Congrats! Great story, great first buck and great experience. I notice that the front main brance is the only one that branches again so it would naturally be a little heavier making it look more like a mail tine of a whitetail. But I agree that it looks quite "whitetailish". Did this happen to be in northern Utah? I have heard that quite a few whitetails migrate down from Idaho and they do interbreed.


----------



## bugchuker (Dec 3, 2007)

sagebrush said:


> its good that you found the deer, but proud dad should spend some time with the boy in learning some shooting skills.


Maybe the little guy got "buck fever". But given your professional experience and all, maybe you forgot what it's like to shoot at your first deer.


----------



## huntingfool (Sep 29, 2008)

That is awesome, first hunt and first kill it does not matter where he shot it , It is awesome congratulations


----------



## bowgy (Oct 10, 2007)

Congratulations, and I think it was a good lesson for the boy. Stay with it till you find it if it is a bad hit.


----------



## one hunting fool (Sep 17, 2007)

sagebrush said:


> its good that you found the deer, but proud dad should spend some time with the boy in learning some shooting skills.


well lets look 140 yards 14 year olds first buck and hunt, and open sights. looks like some pretty big issues for anyone to overcome at that age. maybe we should get someone to tell us how your first turned out.


----------



## Cold Track (Sep 11, 2007)

Good job, and to the guys bagging on his shooting "POUND SALT"! He's proud of his boy, and puts a photo up to share and there's got to be somebody with a big enough set to pick it apart and tell how the "PRO's" would have done it. If you don't get alittle excited when shooting an animal, I don't know why you do it? Well done dad, and keep them kids involved and interested. This is why I don't post pictures or tell stories on any forum.


----------



## fixed blade XC-3 (Sep 11, 2007)

Cold track. Don't be affraid to post pics, or reports.
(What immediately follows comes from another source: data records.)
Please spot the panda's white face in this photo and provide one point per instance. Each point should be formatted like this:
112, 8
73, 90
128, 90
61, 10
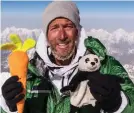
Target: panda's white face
89, 63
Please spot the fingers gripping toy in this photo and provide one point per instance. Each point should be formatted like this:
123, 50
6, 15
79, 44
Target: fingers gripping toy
18, 60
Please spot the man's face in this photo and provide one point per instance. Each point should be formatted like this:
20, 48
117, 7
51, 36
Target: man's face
62, 35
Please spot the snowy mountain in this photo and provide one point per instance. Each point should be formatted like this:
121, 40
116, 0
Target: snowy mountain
119, 44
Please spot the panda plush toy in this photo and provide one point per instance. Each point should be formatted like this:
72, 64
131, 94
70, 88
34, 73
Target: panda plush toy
78, 88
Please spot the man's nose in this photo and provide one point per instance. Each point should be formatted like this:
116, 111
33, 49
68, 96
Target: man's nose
63, 35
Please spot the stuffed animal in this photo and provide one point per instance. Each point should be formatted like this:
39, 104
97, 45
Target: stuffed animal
78, 88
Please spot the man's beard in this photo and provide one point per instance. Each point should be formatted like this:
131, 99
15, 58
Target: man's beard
63, 58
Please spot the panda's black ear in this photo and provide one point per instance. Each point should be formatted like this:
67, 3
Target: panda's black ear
89, 51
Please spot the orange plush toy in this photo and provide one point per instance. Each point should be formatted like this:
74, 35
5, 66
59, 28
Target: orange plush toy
18, 61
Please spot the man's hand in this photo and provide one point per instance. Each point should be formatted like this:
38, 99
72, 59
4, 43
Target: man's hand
11, 91
106, 90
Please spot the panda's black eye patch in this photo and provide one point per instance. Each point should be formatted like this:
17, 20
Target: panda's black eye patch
96, 60
87, 60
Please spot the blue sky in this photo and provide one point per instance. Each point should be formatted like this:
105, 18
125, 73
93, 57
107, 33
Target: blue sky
106, 15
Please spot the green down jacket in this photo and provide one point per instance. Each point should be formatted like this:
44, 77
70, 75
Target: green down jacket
52, 102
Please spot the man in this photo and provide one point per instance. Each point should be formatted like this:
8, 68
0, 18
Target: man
55, 64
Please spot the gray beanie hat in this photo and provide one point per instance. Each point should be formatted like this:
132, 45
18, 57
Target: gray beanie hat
66, 9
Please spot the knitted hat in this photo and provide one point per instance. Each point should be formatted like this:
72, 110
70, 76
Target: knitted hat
66, 9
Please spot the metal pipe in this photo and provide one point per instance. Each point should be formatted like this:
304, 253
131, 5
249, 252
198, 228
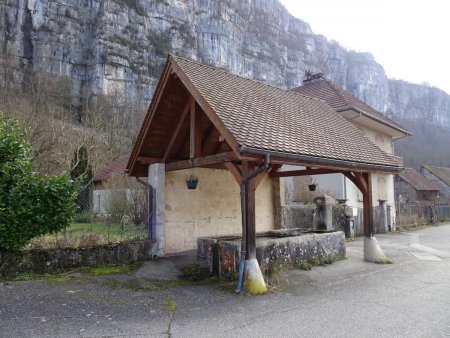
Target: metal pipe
150, 208
244, 193
308, 158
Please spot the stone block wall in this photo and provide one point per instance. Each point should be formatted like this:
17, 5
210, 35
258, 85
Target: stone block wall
47, 260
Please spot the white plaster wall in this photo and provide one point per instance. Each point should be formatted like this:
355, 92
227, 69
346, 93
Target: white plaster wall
213, 209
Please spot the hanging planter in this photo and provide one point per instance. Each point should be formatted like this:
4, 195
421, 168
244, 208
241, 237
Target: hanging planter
192, 181
342, 201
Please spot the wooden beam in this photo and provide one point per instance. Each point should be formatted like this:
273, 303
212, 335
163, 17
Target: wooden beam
202, 161
257, 180
234, 170
149, 160
177, 129
209, 133
210, 113
304, 172
367, 206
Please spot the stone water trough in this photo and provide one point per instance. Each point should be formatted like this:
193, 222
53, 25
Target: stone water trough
288, 246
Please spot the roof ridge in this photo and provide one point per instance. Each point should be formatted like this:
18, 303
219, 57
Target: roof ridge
245, 78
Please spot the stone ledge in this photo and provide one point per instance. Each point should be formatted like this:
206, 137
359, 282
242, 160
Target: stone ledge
222, 254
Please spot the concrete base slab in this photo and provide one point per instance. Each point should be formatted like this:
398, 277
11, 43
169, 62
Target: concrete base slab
254, 280
373, 252
426, 257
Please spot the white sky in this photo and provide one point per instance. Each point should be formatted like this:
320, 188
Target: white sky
410, 39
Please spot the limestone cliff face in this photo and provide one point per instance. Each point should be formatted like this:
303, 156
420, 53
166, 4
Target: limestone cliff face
419, 103
118, 46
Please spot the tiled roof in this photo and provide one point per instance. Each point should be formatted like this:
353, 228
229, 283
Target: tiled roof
270, 118
116, 167
341, 100
443, 173
417, 181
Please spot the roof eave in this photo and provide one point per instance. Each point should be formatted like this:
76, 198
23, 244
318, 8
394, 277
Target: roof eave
351, 107
329, 162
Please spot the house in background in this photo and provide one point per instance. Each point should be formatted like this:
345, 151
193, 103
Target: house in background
223, 128
411, 187
440, 176
377, 127
116, 171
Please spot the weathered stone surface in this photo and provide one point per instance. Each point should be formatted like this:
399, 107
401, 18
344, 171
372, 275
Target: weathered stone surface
271, 247
41, 260
296, 216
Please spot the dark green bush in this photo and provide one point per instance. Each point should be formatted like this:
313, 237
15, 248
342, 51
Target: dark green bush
30, 204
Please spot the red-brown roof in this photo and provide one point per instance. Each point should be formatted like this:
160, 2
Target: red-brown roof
116, 167
417, 181
341, 100
443, 173
265, 117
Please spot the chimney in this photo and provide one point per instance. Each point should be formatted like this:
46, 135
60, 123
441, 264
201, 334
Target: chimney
310, 76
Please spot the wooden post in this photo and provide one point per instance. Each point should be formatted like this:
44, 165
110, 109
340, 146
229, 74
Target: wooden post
251, 222
367, 205
195, 132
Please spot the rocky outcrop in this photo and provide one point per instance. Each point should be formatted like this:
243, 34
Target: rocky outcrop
111, 46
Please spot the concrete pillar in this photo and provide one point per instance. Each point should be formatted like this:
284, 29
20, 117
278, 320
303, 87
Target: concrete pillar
383, 216
157, 178
254, 280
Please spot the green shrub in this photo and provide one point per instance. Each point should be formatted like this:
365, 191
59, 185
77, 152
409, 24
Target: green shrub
83, 217
30, 205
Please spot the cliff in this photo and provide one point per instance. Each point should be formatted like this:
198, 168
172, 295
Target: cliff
118, 46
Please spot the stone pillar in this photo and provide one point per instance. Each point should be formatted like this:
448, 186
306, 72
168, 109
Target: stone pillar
157, 179
383, 216
324, 207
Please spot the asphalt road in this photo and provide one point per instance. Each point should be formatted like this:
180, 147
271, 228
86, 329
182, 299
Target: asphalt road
351, 298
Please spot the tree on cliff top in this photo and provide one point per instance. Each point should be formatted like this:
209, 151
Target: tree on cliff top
30, 204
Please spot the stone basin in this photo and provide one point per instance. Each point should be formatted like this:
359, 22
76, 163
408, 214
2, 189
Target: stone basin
287, 246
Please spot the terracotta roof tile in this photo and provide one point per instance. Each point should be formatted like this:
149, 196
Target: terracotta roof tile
417, 181
443, 173
116, 167
340, 100
266, 117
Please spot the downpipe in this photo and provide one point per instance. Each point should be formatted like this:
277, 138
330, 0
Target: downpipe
244, 191
150, 208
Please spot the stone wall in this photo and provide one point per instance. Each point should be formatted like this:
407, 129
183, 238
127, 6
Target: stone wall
46, 260
213, 209
221, 255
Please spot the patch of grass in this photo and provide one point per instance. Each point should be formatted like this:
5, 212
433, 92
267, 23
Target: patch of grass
107, 270
303, 265
273, 272
111, 270
89, 234
24, 276
170, 306
140, 284
195, 273
57, 279
112, 283
384, 260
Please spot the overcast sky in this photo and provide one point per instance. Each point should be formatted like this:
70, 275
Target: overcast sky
410, 39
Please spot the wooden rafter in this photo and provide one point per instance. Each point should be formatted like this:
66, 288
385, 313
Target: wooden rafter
195, 139
201, 161
148, 160
234, 170
220, 126
304, 172
180, 121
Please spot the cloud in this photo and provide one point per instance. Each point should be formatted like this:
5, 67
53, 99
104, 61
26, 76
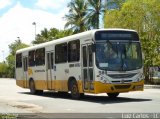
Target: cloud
17, 22
50, 4
4, 3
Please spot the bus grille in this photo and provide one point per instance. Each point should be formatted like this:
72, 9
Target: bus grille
122, 86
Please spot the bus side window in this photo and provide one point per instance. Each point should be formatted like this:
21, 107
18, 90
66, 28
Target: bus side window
73, 51
18, 60
40, 57
32, 58
61, 53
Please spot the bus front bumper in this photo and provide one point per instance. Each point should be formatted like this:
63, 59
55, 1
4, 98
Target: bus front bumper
120, 88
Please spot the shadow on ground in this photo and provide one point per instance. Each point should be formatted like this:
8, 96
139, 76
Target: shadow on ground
90, 98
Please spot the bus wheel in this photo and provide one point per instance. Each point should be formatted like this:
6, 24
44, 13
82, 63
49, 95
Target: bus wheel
74, 90
112, 95
32, 87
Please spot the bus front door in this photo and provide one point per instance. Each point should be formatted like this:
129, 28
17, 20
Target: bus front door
50, 72
25, 70
87, 68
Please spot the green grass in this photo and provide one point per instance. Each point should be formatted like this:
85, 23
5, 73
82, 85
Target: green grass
8, 116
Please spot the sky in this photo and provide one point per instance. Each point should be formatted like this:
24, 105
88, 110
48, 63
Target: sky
17, 16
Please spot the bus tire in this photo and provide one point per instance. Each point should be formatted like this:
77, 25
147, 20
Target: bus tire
33, 89
112, 95
74, 90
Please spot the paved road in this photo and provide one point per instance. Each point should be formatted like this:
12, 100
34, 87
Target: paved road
14, 99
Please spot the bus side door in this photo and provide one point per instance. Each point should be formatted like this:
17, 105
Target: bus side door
50, 71
25, 71
87, 67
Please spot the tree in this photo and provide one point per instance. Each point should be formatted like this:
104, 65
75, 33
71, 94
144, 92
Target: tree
114, 4
42, 37
52, 34
95, 9
76, 18
142, 16
11, 58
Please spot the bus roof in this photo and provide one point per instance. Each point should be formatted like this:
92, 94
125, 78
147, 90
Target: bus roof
65, 39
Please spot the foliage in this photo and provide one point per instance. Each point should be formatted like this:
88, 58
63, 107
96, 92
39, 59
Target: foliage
52, 34
95, 9
76, 18
142, 16
11, 58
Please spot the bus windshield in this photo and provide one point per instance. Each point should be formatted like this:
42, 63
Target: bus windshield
118, 56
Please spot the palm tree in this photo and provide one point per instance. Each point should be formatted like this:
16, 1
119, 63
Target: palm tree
44, 36
115, 4
95, 9
76, 19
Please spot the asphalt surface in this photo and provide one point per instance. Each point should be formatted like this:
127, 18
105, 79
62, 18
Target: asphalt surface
14, 99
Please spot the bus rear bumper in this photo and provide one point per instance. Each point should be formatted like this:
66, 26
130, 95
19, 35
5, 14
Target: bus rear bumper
120, 88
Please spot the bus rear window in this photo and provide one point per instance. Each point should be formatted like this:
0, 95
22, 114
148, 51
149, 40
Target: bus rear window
116, 35
18, 60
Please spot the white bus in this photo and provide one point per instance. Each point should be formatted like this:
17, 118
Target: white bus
96, 61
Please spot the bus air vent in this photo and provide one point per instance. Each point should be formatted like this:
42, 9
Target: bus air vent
122, 86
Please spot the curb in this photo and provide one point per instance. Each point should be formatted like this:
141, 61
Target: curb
152, 86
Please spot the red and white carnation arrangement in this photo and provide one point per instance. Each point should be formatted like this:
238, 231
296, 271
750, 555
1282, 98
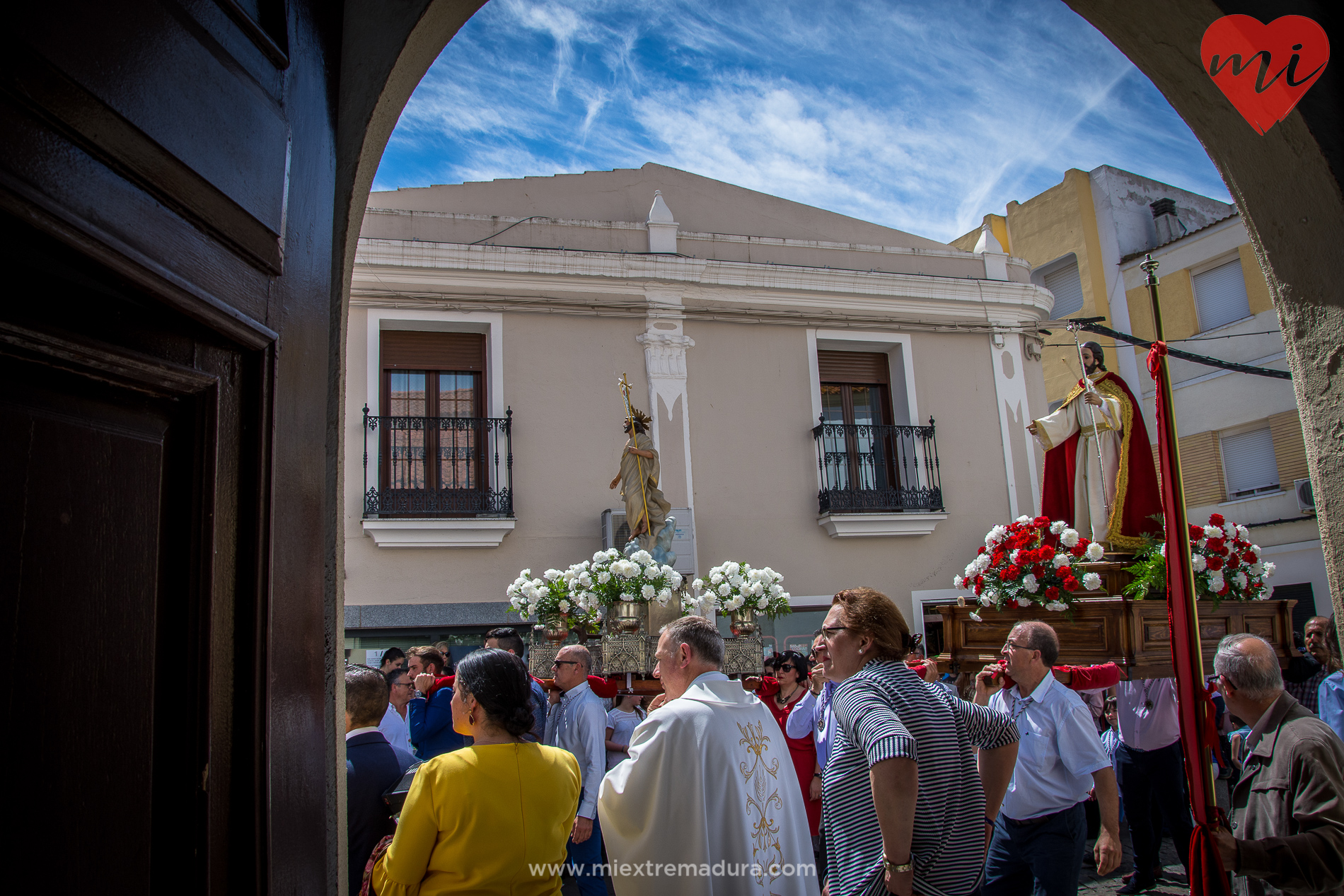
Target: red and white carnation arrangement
1227, 566
1031, 562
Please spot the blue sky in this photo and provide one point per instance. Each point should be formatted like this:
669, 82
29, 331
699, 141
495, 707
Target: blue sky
914, 115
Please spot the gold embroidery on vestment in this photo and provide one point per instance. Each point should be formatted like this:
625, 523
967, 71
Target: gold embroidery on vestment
763, 794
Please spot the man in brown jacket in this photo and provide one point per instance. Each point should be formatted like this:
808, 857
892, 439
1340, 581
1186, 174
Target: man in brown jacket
1288, 810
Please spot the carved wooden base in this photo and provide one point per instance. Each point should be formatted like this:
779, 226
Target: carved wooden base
1133, 634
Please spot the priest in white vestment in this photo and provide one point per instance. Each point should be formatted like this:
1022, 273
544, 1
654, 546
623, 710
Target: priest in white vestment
1099, 422
709, 801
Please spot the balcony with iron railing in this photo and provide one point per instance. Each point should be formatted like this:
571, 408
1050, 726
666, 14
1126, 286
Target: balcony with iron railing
439, 467
878, 469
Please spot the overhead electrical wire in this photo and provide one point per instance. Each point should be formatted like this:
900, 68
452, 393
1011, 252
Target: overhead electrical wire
1091, 327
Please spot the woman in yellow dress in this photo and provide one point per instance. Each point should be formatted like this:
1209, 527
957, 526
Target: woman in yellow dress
492, 817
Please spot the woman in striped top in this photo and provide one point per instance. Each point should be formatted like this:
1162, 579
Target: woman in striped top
905, 805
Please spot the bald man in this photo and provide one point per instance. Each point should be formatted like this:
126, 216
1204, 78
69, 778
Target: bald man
1288, 820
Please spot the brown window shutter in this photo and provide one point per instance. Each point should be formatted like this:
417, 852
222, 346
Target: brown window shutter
852, 367
431, 351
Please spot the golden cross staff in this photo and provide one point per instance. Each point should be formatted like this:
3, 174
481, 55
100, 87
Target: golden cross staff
635, 441
1091, 412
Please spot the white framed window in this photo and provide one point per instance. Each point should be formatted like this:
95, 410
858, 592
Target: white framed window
1221, 294
1249, 464
1061, 277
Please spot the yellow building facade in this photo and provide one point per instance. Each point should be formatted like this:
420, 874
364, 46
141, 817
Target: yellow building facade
1241, 438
The majority of us love to hear them and see the pics to go along with them. Just tell the critics to go to hell if they don't like them. I do it all the time.


----------



## Crash (Mar 20, 2008)

Nice buck. I remember my first buck. Fortunately the buck stood still long enough for me to calm myself enough so I could see straight. Let the kid and dad have their moment.


----------